世界史や海外旅行が好物の身ながら、中南米(マチュピチュを除く)の文明は肌に合わず、
避けていたはず。なのに、『幽玄F』を読み、迂闊にも著者の小説をもっと読んでみたい、
などと思い、つい本書を手に取ってしまった。
結果、かなり具合が悪くなるようなシーンも多く、途中で止めようと何度か思ったが、
なんとか読了。
臓器売買ビジネスなどは知っておいた方がいいのだろうな、、、と、非情さ残酷さに
耐え、勉強と思い我慢し読み進むも、元々苦手だったアステカの神々信仰の行事、風習の
かなりリアルな表現には、やはり吐き気が。
現代社会の闇の興味深い世界が、もの凄い調査力により残酷なまで克明に描かれており、
暗黒ながらも小説として鋭く面白く素晴らしいのは間違いないのだが、
覚悟を持って読まないと気持ちが悪くなる可能性もあり、万人向きとは言いずらいかも。
いや〜、圧倒的に迫ってくるこの小説を書くため、どれだけの準備と体力を要したのだろう・・・
と想像し、感服するのみ。
わがまま母
— カドブンより —
メキシコで麻薬密売組織の抗争があり、組織を牛耳るカサソラ四兄弟のうち三人は殺された。
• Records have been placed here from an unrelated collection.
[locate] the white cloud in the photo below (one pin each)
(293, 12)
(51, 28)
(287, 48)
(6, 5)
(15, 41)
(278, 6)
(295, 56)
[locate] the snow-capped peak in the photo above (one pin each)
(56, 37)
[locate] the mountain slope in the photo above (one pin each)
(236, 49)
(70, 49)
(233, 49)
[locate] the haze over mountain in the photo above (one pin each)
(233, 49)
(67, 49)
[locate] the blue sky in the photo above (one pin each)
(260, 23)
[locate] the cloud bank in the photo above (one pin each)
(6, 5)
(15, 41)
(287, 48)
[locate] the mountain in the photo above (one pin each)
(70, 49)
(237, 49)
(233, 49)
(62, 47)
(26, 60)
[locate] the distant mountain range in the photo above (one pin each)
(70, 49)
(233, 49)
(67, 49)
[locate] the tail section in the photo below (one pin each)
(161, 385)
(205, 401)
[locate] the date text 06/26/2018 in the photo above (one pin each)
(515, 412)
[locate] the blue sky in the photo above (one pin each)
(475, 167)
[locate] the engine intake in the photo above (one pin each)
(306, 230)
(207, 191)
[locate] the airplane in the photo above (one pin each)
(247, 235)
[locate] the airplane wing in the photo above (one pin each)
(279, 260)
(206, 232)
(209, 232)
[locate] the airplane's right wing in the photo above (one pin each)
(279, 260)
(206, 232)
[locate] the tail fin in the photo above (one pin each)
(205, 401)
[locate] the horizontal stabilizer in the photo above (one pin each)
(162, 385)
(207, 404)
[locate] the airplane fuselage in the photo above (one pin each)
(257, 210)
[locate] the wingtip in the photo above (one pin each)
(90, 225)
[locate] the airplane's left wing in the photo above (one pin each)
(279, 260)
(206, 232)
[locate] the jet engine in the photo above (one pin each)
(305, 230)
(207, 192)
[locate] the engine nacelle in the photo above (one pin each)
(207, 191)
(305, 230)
生き残った三男のバルミロは、追手から逃れて海を渡りインドネシアのジャカルタに潜伏、その地の裏社会で麻薬により身を持ち崩した日本人医師・末永と出会う。バルミロと末永は日本に渡り、川崎でならず者たちを集めて「心臓密売」ビジネスを立ち上げる。一方、麻薬組織から逃れて日本にやってきたメキシコ人の母と日本人の父の間に生まれた少年コシモは公的な教育をほとんど受けないまま育ち、重大事件を起こして少年院へと送られる。やがて、アステカの神々に導かれるように、バルミロとコシモは邂逅する。